Following the shareholders meeting on Thursday, OCM’s chairman, attorney Faarees Hosein, said: “A poll was requested by a shareholder with respect to the election of two NIF nominees to the OCM board. This process was overseen by an independent scrutineer and after tabulating the votes, the shareholders expressed their view.”
Concerns raised
Even before Thursday’s meeting, OCM had expressed concerns about the nomination of Subero in particular to the its board.
In a notice dated June 17, OCM stated that it “informed the shareholder making the nomination that Mr Subero’s nomination will not enjoy the support of the OCM board and company management for the following reasons: he is a senior employee with an organisation that competes with one or more of OCM’s companies, placing him in a position of substantial conflict as a director”.
“In addition, his affiliation with the company’s competitor, where his responsibilities include Government relations, could challenge the desired and perceived independence required of a director of One Caribbean Media Ltd,” it added.
However, despite the concerns raised, the OCM board stated “the nominating shareholder has declined to withdraw the nomination of Mr Subero and has insisted that his name be placed in nomination for election as a director of the ¬company”.
“Mr Subero’s nomination and consequently his election as a director is not supported by your board of directors,” the notice stated.
Speaking in Parliament earlier this month, Minister in the Ministry of Finance Brian Manning defended the Government’s nomination of McLeod and Subero, stating that it was done out of concern for the “precipitous decline in the value of OCM shares”.
Manning said there had been a “precipitous decline in the value of OCM shares, since the Government acquired ownership… OCM shares have plummeted over the last six years from a value of $12 when they were acquired in July 2018 to a value of $3.68 on July 1, 2024, a decline of $8.32 per share or 69.3%.
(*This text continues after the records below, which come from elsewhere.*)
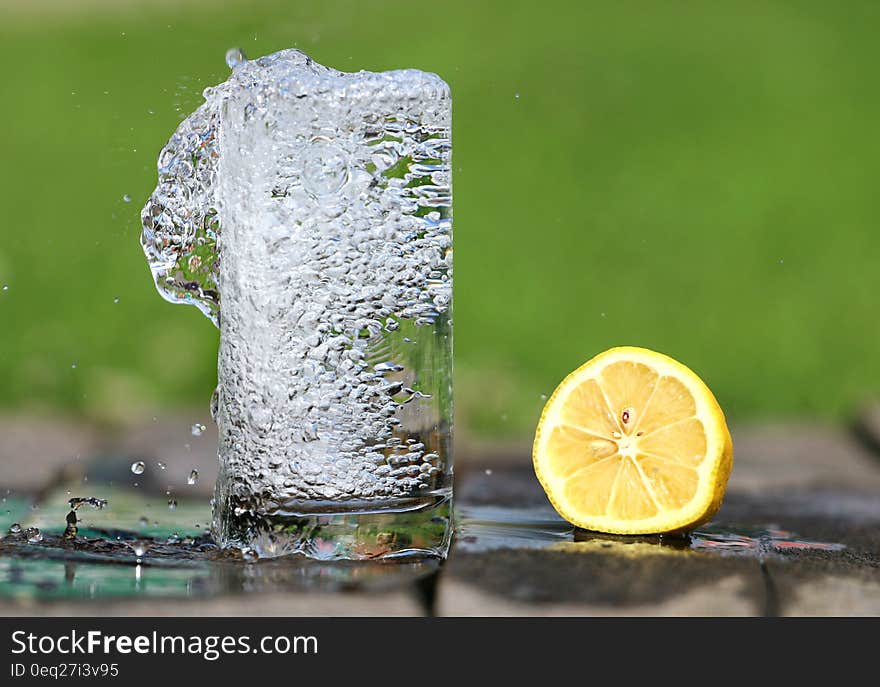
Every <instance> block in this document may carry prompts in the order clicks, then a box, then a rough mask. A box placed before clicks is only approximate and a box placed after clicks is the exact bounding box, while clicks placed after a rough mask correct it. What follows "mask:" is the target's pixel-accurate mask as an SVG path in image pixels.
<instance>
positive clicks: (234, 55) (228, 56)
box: [226, 48, 247, 69]
mask: <svg viewBox="0 0 880 687" xmlns="http://www.w3.org/2000/svg"><path fill="white" fill-rule="evenodd" d="M245 62H247V57H245V54H244V52H243V51H242V49H241V48H229V50H227V51H226V66H227V67H229V68H230V69H235V68H236V67H239V66H241V65H243V64H244V63H245Z"/></svg>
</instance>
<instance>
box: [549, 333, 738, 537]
mask: <svg viewBox="0 0 880 687" xmlns="http://www.w3.org/2000/svg"><path fill="white" fill-rule="evenodd" d="M532 457H533V461H534V467H535V474H536V475H537V477H538V480H539V481H540V482H541V485H542V486H543V487H544V490H545V491H546V492H547V496H548V497H549V499H550V501H551V503H552V504H553V506H554V507H555V508H556V510H557V511H558V512H559V514H560V515H561V516H562V517H564V518H565V519H566V520H568V521H569V522H571V523H572V524H574V525H576V526H578V527H582V528H584V529H589V530H595V531H598V532H609V533H613V534H648V533H665V532H676V531H681V530H687V529H690V528H692V527H695V526H696V525H699V524H700V523H703V522H705V521H706V520H708V519H709V518H711V517H712V516H713V515H714V514H715V513H716V512H717V510H718V508H719V507H720V505H721V500H722V498H723V496H724V490H725V487H726V485H727V478H728V477H729V475H730V470H731V467H732V465H733V442H732V440H731V438H730V432H729V431H728V429H727V424H726V422H725V419H724V414H723V413H722V411H721V408H720V407H719V406H718V402H717V401H716V400H715V397H714V396H713V395H712V392H711V391H709V389H708V387H707V386H706V385H705V384H704V383H703V382H702V380H701V379H700V378H699V377H698V376H697V375H696V374H694V373H693V372H692V371H691V370H689V369H688V368H687V367H685V366H684V365H682V364H681V363H679V362H677V361H675V360H673V359H672V358H669V357H668V356H665V355H663V354H662V353H657V352H655V351H651V350H648V349H645V348H635V347H629V346H627V347H620V348H612V349H610V350H608V351H605V352H604V353H601V354H599V355H598V356H596V357H595V358H593V359H592V360H590V361H589V362H587V363H585V364H584V365H582V366H581V367H579V368H578V369H577V370H575V371H574V372H572V373H571V374H570V375H569V376H568V377H566V378H565V379H564V380H563V381H562V383H561V384H560V385H559V386H558V387H557V388H556V391H554V392H553V395H552V396H551V397H550V398H549V399H548V400H547V404H546V405H545V406H544V411H543V413H542V414H541V420H540V421H539V423H538V429H537V432H536V434H535V443H534V448H533V454H532Z"/></svg>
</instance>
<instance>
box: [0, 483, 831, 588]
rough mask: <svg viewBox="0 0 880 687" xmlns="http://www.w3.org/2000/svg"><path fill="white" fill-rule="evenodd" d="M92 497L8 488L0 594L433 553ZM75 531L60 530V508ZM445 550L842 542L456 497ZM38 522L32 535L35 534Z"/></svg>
mask: <svg viewBox="0 0 880 687" xmlns="http://www.w3.org/2000/svg"><path fill="white" fill-rule="evenodd" d="M95 493H99V494H100V497H92V496H73V495H71V494H68V490H67V489H66V488H63V487H62V488H59V489H56V490H54V491H52V492H50V493H49V495H48V496H46V497H45V498H44V499H43V500H41V501H40V502H39V504H38V507H36V508H35V507H34V506H33V505H32V504H31V503H29V502H28V501H27V500H26V499H22V498H15V497H12V496H7V500H6V502H5V503H4V505H5V506H6V509H5V514H3V518H2V522H0V526H2V527H3V532H4V536H3V538H2V539H0V599H18V600H22V599H24V600H34V599H36V600H46V601H63V600H66V601H76V600H89V599H92V600H94V599H108V600H112V599H125V598H175V597H178V598H179V597H193V598H206V597H217V596H223V595H231V594H259V593H280V592H311V591H315V590H318V591H330V592H332V591H348V590H371V589H390V588H397V587H405V586H407V585H410V586H411V585H413V584H414V583H417V582H418V581H419V580H422V579H425V578H426V577H428V576H430V575H431V574H433V573H436V572H437V570H438V568H439V565H440V564H439V563H438V562H437V561H432V560H425V561H410V562H407V563H399V562H398V563H381V562H375V563H371V562H349V563H346V562H334V563H322V562H319V561H314V560H310V559H306V558H304V557H301V556H294V557H287V558H279V559H273V560H259V561H256V562H254V561H249V560H246V558H245V557H243V556H242V555H241V554H236V555H232V554H228V553H225V552H223V551H220V550H219V549H218V548H217V547H216V545H215V544H214V543H213V541H212V540H211V538H210V536H209V535H208V534H207V532H206V530H205V526H204V525H203V524H200V523H205V522H207V518H208V516H209V514H210V513H209V510H210V509H209V505H208V504H207V503H205V502H204V500H201V499H187V498H180V499H179V501H178V503H177V507H176V508H175V509H173V510H171V509H169V508H168V507H167V506H166V505H165V503H164V499H165V497H164V495H163V494H145V493H142V491H141V490H139V489H138V490H135V489H130V488H121V487H109V486H106V487H101V488H100V489H97V490H96V491H95ZM71 514H74V515H75V516H76V523H75V527H76V530H77V531H76V532H75V534H73V535H71V533H70V531H69V530H70V526H71V521H70V515H71ZM456 516H457V517H456V540H455V548H456V549H457V550H458V551H460V552H463V553H468V554H480V553H485V552H491V551H497V550H500V549H520V550H521V549H548V550H553V551H556V552H559V551H564V552H568V553H570V554H573V555H575V554H582V553H592V554H595V553H599V554H602V555H615V556H621V555H622V556H626V557H634V556H638V557H640V556H658V555H675V556H682V555H686V556H707V555H709V556H718V555H721V556H728V555H738V556H749V557H754V558H757V559H761V560H763V559H764V558H765V557H768V556H773V555H786V554H789V555H790V554H791V553H800V552H804V551H807V552H809V551H831V552H836V551H842V550H843V549H844V548H845V547H844V546H843V545H842V544H838V543H834V542H823V541H813V540H810V539H805V538H802V537H800V536H798V535H797V534H795V533H794V532H791V531H788V530H785V529H782V528H781V527H777V526H775V525H765V526H752V527H748V526H727V525H722V524H710V525H706V526H704V527H701V528H700V529H699V530H697V531H695V532H692V533H691V534H690V535H680V536H663V537H661V536H646V537H623V536H620V537H616V536H608V535H599V534H595V533H592V532H586V531H583V530H577V529H575V528H573V527H572V526H571V525H570V524H569V523H567V522H565V521H564V520H562V519H561V518H560V517H559V516H558V515H557V514H556V513H555V511H553V510H552V509H551V508H550V507H548V506H542V507H532V508H506V507H496V506H469V505H461V506H459V507H458V508H457V511H456ZM35 531H38V532H39V535H40V536H39V537H36V536H35V535H34V532H35Z"/></svg>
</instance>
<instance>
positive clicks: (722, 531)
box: [456, 506, 846, 557]
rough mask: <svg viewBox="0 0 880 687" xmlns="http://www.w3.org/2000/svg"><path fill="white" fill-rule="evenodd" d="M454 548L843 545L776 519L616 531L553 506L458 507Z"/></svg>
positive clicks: (746, 546) (817, 546) (710, 551)
mask: <svg viewBox="0 0 880 687" xmlns="http://www.w3.org/2000/svg"><path fill="white" fill-rule="evenodd" d="M456 512H457V516H458V517H457V521H456V528H457V534H456V550H458V551H464V552H468V553H477V552H481V551H491V550H493V549H511V548H514V549H522V548H544V547H550V546H552V547H553V549H554V550H556V551H570V552H572V553H575V552H583V551H600V550H603V549H604V550H608V551H609V552H614V553H627V554H634V553H644V554H657V553H666V552H671V551H682V552H698V553H714V554H720V555H726V554H744V555H750V556H756V557H762V556H765V555H770V554H773V553H784V552H787V551H794V550H798V551H804V550H820V551H842V550H844V549H845V548H846V547H845V546H844V545H843V544H837V543H833V542H821V541H811V540H809V539H803V538H801V537H799V536H798V535H797V534H795V533H793V532H790V531H787V530H783V529H780V528H779V527H776V526H775V525H767V526H766V527H755V526H736V525H732V526H724V525H720V524H712V523H710V524H708V525H704V526H702V527H701V528H700V529H698V530H695V531H693V532H690V533H687V534H672V535H647V536H616V535H607V534H599V533H595V532H587V531H585V530H579V529H576V528H574V527H572V526H571V525H570V524H569V523H567V522H566V521H564V520H563V519H562V518H560V517H559V515H558V514H557V513H556V512H555V511H553V510H552V509H551V508H549V507H533V508H498V507H493V506H462V507H459V508H458V509H457V511H456Z"/></svg>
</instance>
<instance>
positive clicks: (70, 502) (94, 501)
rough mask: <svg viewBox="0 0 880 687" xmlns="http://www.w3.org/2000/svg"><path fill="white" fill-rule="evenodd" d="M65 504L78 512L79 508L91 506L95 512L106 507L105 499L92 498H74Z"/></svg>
mask: <svg viewBox="0 0 880 687" xmlns="http://www.w3.org/2000/svg"><path fill="white" fill-rule="evenodd" d="M67 504H68V505H69V506H70V507H71V508H72V509H73V510H79V507H80V506H83V505H85V506H91V507H92V508H94V509H95V510H102V509H103V508H104V506H106V505H107V499H99V498H96V497H94V496H74V497H73V498H72V499H69V500H68V502H67Z"/></svg>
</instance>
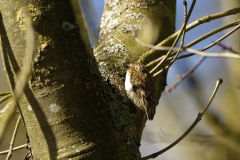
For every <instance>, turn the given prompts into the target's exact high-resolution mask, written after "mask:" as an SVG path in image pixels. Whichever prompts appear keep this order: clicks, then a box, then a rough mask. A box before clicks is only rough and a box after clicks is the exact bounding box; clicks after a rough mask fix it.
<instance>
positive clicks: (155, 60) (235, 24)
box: [146, 20, 240, 68]
mask: <svg viewBox="0 0 240 160" xmlns="http://www.w3.org/2000/svg"><path fill="white" fill-rule="evenodd" d="M239 24H240V20H236V21H233V22H230V23H228V24H225V25H223V26H221V27H218V28H216V29H214V30H212V31H210V32H208V33H206V34H204V35H202V36H200V37H199V38H197V39H195V40H194V41H192V42H190V43H188V44H187V45H185V48H189V47H191V46H193V45H195V44H197V43H199V42H201V41H203V40H205V39H206V38H208V37H210V36H212V35H214V34H216V33H218V32H220V31H223V30H225V29H228V28H230V27H233V26H236V25H237V26H236V27H235V28H234V29H233V32H235V31H236V30H237V29H239ZM233 32H232V33H233ZM227 34H228V33H227ZM219 42H220V41H219ZM216 44H217V43H216ZM216 44H214V45H216ZM149 48H151V47H150V46H149ZM167 48H169V47H157V46H154V48H153V49H155V50H168V49H167ZM175 54H176V51H175V52H173V53H172V55H175ZM193 55H195V54H189V55H187V56H186V55H184V56H180V57H177V59H182V58H186V57H190V56H193ZM163 58H164V57H163V56H162V57H159V58H158V59H156V60H153V61H152V62H150V63H149V64H147V65H146V66H151V65H153V64H155V63H157V62H159V61H161V60H162V59H163ZM171 59H173V57H169V58H168V60H171ZM167 68H168V67H167Z"/></svg>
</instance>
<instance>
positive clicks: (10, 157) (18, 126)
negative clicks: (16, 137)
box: [6, 115, 21, 160]
mask: <svg viewBox="0 0 240 160" xmlns="http://www.w3.org/2000/svg"><path fill="white" fill-rule="evenodd" d="M20 121H21V116H20V115H19V116H18V120H17V123H16V125H15V128H14V132H13V135H12V139H11V142H10V144H9V150H8V155H7V158H6V160H9V159H10V158H11V156H12V150H13V145H14V142H15V139H16V135H17V131H18V127H19V124H20Z"/></svg>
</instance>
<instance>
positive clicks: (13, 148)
mask: <svg viewBox="0 0 240 160" xmlns="http://www.w3.org/2000/svg"><path fill="white" fill-rule="evenodd" d="M27 146H28V145H27V144H23V145H21V146H17V147H14V148H13V149H12V151H17V150H20V149H23V148H26V147H27ZM8 152H9V150H5V151H2V152H0V155H4V154H7V153H8Z"/></svg>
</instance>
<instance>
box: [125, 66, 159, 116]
mask: <svg viewBox="0 0 240 160" xmlns="http://www.w3.org/2000/svg"><path fill="white" fill-rule="evenodd" d="M128 67H129V68H128V69H127V72H126V77H125V90H126V93H127V96H128V98H129V99H131V100H132V101H133V103H134V104H135V106H136V107H137V108H138V109H140V110H141V111H143V112H145V113H146V116H147V119H148V120H153V118H154V115H155V112H156V106H157V104H158V102H157V96H156V89H155V84H154V80H153V76H152V75H151V74H150V73H149V72H148V70H147V69H146V67H145V66H144V65H143V64H142V63H139V62H133V63H130V64H128Z"/></svg>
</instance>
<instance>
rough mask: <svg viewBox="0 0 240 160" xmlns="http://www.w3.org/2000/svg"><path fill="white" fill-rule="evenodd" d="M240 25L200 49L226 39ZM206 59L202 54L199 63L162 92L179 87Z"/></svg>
mask: <svg viewBox="0 0 240 160" xmlns="http://www.w3.org/2000/svg"><path fill="white" fill-rule="evenodd" d="M239 27H240V24H239V25H238V26H236V27H235V28H233V29H232V30H231V31H229V32H228V33H226V34H225V35H224V36H222V37H221V38H219V39H217V40H216V41H215V42H213V43H211V44H210V45H208V46H206V47H204V48H202V49H200V51H205V50H207V49H209V48H211V47H212V46H214V45H216V44H218V43H219V42H220V41H222V40H224V39H225V38H227V37H228V36H230V35H231V34H232V33H233V32H235V31H236V30H237V29H238V28H239ZM204 59H205V57H204V56H201V57H200V58H199V60H198V61H197V63H196V64H195V65H194V66H193V67H192V68H191V69H190V70H189V71H187V72H186V73H185V74H182V75H180V76H178V77H179V78H178V80H177V81H176V82H175V83H174V84H173V85H172V86H171V87H169V88H168V89H166V90H165V91H163V92H162V94H164V93H168V92H171V91H172V90H173V89H174V88H176V87H177V85H179V84H180V82H182V81H183V80H184V79H185V78H186V77H187V76H188V75H190V74H191V73H193V72H194V70H196V69H197V67H198V66H199V65H200V64H201V63H202V61H203V60H204ZM161 71H162V70H160V71H158V72H157V73H155V74H159V73H161Z"/></svg>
“This has reduced the Government’s asset value held in OCM shares, and by extension the National Investment (Fund) Company and the taxpayers of Trinidad and Tobago, by $127.2 million,” Manning stated then.
In November 2020, OCM chief executive officer Dawn Thomas blamed active market manipulation for the decline in the media-dominated conglomerate’s share price.
She said although OCM reported double-digit increases in its after-tax profits in its first and third quarters, “nothing has happened with the share price”. She said after the company delivered a 15% improvement in its profit after tax, the share price started to go downwards.
In October 2020, chairman Hosein wrote to the country’s securities regulator, the TTSEC, requesting a formal investigation into a number of purchases and sales of OCM’s shares since the start of that year.
In the letter to TTSEC, Hosein identified 22 instances of “signifi¬cant declines” of the OCM share price between January 13 and October 9, zeroing in on one shareholder who consistently sold shares at a lower price (than they purchased them), driving down the share price.
Hosein said all shares, with the exception of one block on May 5, 2020, were sold at a price lower than the purchase price.